Si l’intubation relève de la compétence médicale, Maryline, aide-soignante de 29 ans, n’en est pas moins enthousiaste : « Même si ce n’est pas à nous de le faire normalement, c’est génial de pouvoir s’exercer et de comprendre ce que fait le médecin, de manière à être plus efficace quand on l’assiste », note-t-elle. Au fur et à mesure des debriefings s’impose « la feuille de route à respecter face à toute urgence vitale » : le fameux ABCD, pour Airway, Breathing, Circulation and Deficit
De pourquoi en comment, les questions incessantes des formateurs font « phosphorer » dur les cerveaux des stagiaires. Leurs visages, concentrés et empourprés au sortir de la salle de simulation, s’éclairent quand le brainstorming collectif finit par avoir raison d’un tableau clinique d’apparence impénétrable, comme celui d’un patient de 33 ans hospitalisé pour une fracture ouverte à la jambe après une chute de vélo. A priori pas très inquiétant… Mais ce patient voit sa tension chuter dramatiquement, à cause d’une allergie à l’Augmentin qui lui dilate les artères. Loin de décrier la « perversité » des auteurs de ce scénario retors, les stagiaires en redemandent. Et l’équipe de formateurs est là pour leur en donner ! Aux gestes connus de la réanimation (massage cardiaque, ventilation, choc électrique) viennent se greffer diverses complications environnementales : un médecin incompétent ou un brancardier envahissant décontenancent ou parasitent tour à tour les stagiaires.
De quoi travailler sur la communication. Car, hormis quelques accidents de parcours liés au stress, comme une tubulure oubliée lors de la pose d’une voie veineuse périphérique, la plupart des dysfonctionnements constatés en simulation relèvent de transmissions défaillantes entre les professionnels. Des consignes qui ont été données à la cantonade, que personne ne s’approprie et qui, restant lettre morte, entraînent un retard dans le protocole de soins. Ou un aide-soignant que l’équipe a appelé en renfort et qui finit par repartir faute de s’être vu attribuer une tâche par ses collègues, trop occupés.

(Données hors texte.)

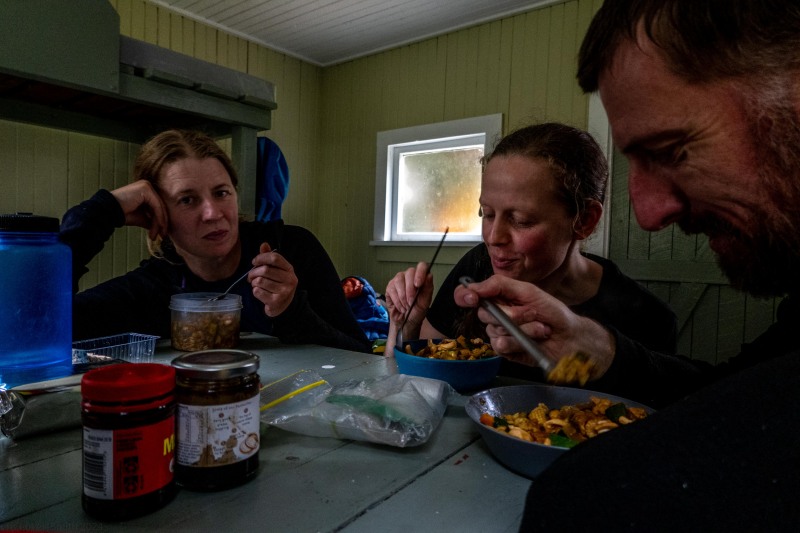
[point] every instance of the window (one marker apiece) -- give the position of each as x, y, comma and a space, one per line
429, 178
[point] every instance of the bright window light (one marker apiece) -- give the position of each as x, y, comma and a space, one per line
429, 178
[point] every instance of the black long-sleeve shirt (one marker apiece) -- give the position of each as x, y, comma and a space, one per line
138, 301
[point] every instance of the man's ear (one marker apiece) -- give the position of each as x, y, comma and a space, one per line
586, 223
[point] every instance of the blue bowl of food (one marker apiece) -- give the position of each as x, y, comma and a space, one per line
447, 360
529, 457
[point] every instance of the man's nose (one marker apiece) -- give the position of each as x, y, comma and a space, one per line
656, 201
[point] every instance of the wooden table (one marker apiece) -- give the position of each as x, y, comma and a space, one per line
450, 483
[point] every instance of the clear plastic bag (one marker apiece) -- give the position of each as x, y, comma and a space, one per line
397, 410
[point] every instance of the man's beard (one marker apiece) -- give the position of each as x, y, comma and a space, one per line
764, 259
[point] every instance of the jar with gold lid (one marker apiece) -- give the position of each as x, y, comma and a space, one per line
217, 427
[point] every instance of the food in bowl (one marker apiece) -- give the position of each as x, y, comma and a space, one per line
454, 349
568, 425
461, 374
521, 456
199, 323
574, 368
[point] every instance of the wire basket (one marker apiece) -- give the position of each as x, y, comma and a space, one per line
131, 347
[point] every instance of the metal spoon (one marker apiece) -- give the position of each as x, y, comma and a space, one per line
533, 350
399, 341
224, 294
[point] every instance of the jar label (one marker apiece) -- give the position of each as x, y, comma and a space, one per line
126, 463
217, 435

« N’hésitez pas à verbaliser ce que vous faites à voix haute », conseille le Dr Jaffrelot. « Plus c’est grave, plus il faut énoncer ce que vous faites et être précis dans les consignes que vous donnez », développe-t-il, encourageant les soignants à « intégrer » les personnes appelées en renfort, voire à « aider le médecin à prendre son leadership » si celui-ci, nouveau dans le service ou peu sûr de lui, peine à endosser son rôle.

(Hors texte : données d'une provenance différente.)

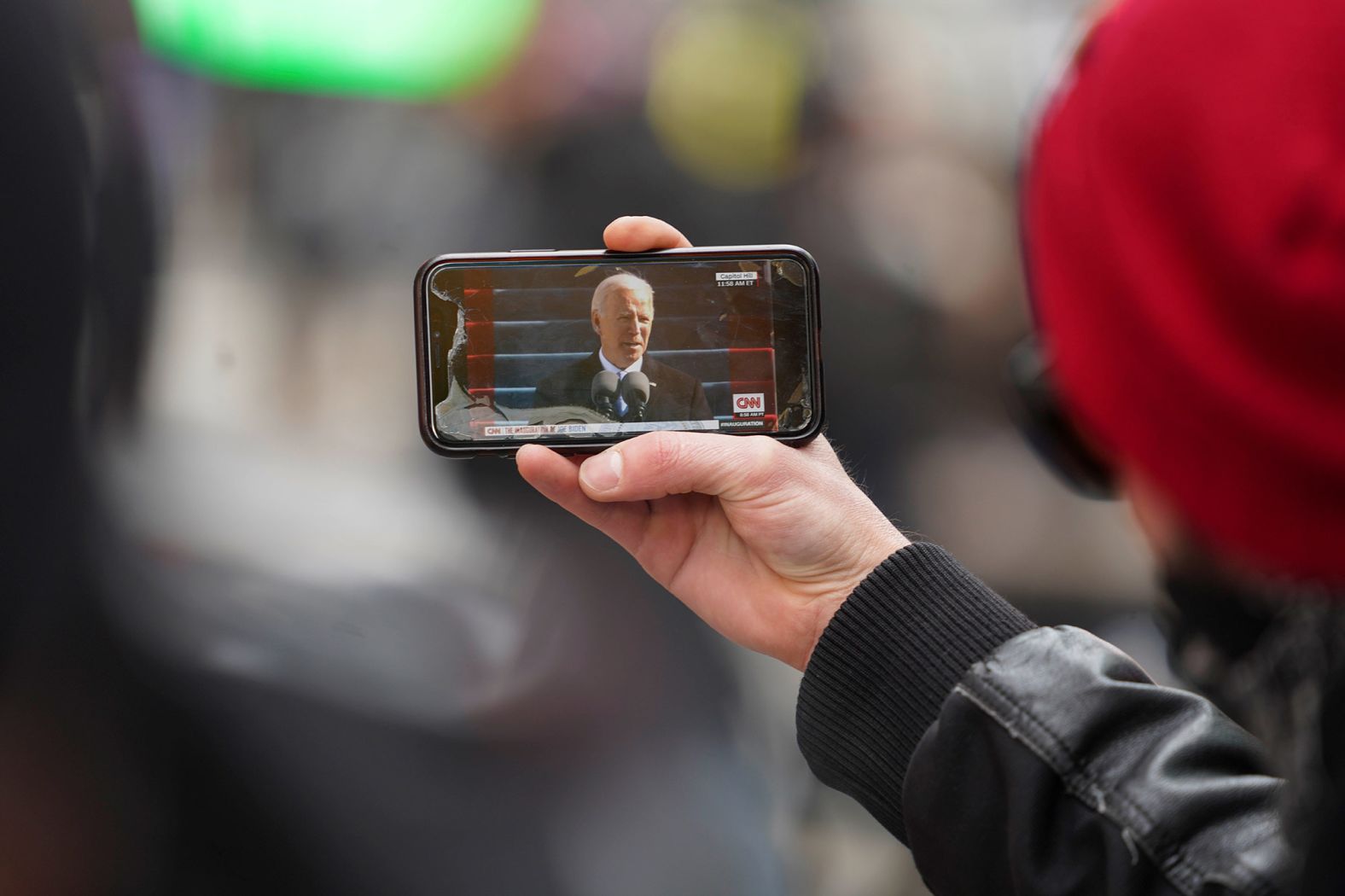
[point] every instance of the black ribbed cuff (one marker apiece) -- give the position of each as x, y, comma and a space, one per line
884, 666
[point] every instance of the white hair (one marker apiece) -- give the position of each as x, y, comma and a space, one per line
620, 282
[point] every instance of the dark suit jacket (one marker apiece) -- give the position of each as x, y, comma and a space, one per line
672, 394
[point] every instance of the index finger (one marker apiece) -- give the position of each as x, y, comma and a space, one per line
640, 233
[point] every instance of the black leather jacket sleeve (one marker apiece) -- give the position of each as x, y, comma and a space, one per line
1050, 765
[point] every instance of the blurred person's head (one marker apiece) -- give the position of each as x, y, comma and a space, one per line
623, 317
1185, 240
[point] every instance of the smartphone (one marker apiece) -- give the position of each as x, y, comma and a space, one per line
579, 350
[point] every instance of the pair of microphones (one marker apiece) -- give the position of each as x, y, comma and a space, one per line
634, 389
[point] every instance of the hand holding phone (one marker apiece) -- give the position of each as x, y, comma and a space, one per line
759, 538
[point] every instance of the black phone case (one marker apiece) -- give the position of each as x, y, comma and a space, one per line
571, 445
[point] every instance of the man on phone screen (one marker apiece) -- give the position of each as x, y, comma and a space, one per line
623, 317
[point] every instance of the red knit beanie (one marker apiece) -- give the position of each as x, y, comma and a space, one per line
1185, 241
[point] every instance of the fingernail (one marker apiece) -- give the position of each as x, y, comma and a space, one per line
603, 471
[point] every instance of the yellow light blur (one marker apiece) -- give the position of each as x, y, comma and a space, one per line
726, 91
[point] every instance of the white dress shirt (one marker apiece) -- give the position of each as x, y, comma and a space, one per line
611, 368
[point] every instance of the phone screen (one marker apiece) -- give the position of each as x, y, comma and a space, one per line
596, 350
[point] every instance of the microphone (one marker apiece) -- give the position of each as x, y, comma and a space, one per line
604, 393
635, 393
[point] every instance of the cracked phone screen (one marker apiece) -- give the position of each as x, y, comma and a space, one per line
550, 352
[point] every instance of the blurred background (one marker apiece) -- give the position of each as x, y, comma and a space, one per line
259, 639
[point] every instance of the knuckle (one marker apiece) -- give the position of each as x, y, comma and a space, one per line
663, 451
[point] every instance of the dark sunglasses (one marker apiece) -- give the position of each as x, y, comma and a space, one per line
1036, 408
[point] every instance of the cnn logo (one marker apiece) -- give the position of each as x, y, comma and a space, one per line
749, 404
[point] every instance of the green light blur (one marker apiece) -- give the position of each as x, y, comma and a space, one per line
397, 49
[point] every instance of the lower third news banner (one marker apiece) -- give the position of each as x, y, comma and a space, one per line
510, 429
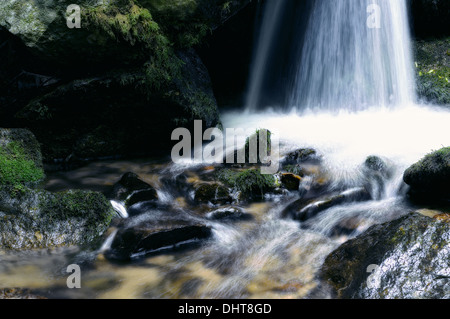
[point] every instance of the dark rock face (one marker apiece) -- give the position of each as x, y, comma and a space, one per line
212, 193
228, 214
118, 85
405, 258
151, 236
432, 58
430, 178
430, 17
304, 209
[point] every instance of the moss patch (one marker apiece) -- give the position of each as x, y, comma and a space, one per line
433, 70
251, 183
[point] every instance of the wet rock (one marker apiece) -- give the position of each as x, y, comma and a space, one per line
303, 209
377, 172
409, 258
131, 189
20, 158
18, 293
40, 219
302, 155
291, 181
250, 183
212, 193
229, 213
429, 179
156, 236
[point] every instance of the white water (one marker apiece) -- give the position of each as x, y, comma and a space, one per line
356, 54
272, 17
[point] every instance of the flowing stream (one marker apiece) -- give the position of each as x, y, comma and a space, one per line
351, 96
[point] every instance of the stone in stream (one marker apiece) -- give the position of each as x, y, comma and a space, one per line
303, 210
131, 189
153, 236
429, 179
229, 214
212, 193
303, 155
291, 181
407, 258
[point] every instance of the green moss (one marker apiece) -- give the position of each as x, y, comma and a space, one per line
16, 167
134, 25
249, 182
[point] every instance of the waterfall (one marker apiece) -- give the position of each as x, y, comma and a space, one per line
272, 16
356, 54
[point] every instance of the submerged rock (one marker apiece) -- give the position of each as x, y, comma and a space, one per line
302, 155
250, 183
228, 213
20, 158
155, 236
304, 209
212, 193
402, 259
131, 189
429, 179
40, 219
290, 181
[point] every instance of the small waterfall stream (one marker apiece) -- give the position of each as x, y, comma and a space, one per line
351, 96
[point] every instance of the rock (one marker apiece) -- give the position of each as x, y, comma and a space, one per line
429, 179
36, 219
302, 155
155, 236
291, 181
409, 257
131, 189
212, 193
250, 183
429, 18
20, 158
115, 113
377, 172
17, 293
433, 70
98, 91
229, 214
304, 209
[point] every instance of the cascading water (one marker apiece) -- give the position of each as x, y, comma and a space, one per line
345, 79
356, 54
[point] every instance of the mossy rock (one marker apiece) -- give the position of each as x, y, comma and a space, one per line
20, 158
430, 177
36, 219
433, 70
212, 193
250, 183
410, 256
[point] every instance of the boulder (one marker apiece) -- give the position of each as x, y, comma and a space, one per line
429, 179
212, 193
304, 209
228, 214
130, 189
402, 259
20, 158
156, 235
36, 219
291, 181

Lorsque l’IDE Annaïck n’ose pas, en l’absence du médecin, choquer un patient dont le cœur fibrille car, admet-elle, « le choc électrique, ça a une forte connotation », la formatrice Yolande lui fait observer qu’en tant que médecin, si elle avait reçu un coup de fil faisant état de la gravité de la situation, elle lui aurait demandé de choquer sans hésiter. « Qu’est-ce que tu risques à choquer un mort ? », renchérit Yvon.
D’abord déstabilisés par ces encouragements aux initiatives, les soignants finissent par y prendre goût. À la fin de la formation, les commentaires sont unanimement positifs. Avec une mention spéciale pour la méthode pédagogique de la simulation : « C’est super intéressant de se mettre en danger et de réfléchir après. On retient beaucoup mieux », se félicite, ainsi, Kevin.
Pour l’heure, le Cesim n’a fonctionné que dans le cadre de la formation continue, mais, forte de ce succès, l’équipe encadrante envisage de former, cette année, une promotion entière de l’Ifsi du CHU de Brest à la transfusion sanguine.
1- Voies aériennes, respiration, circulation et déficit neurologique.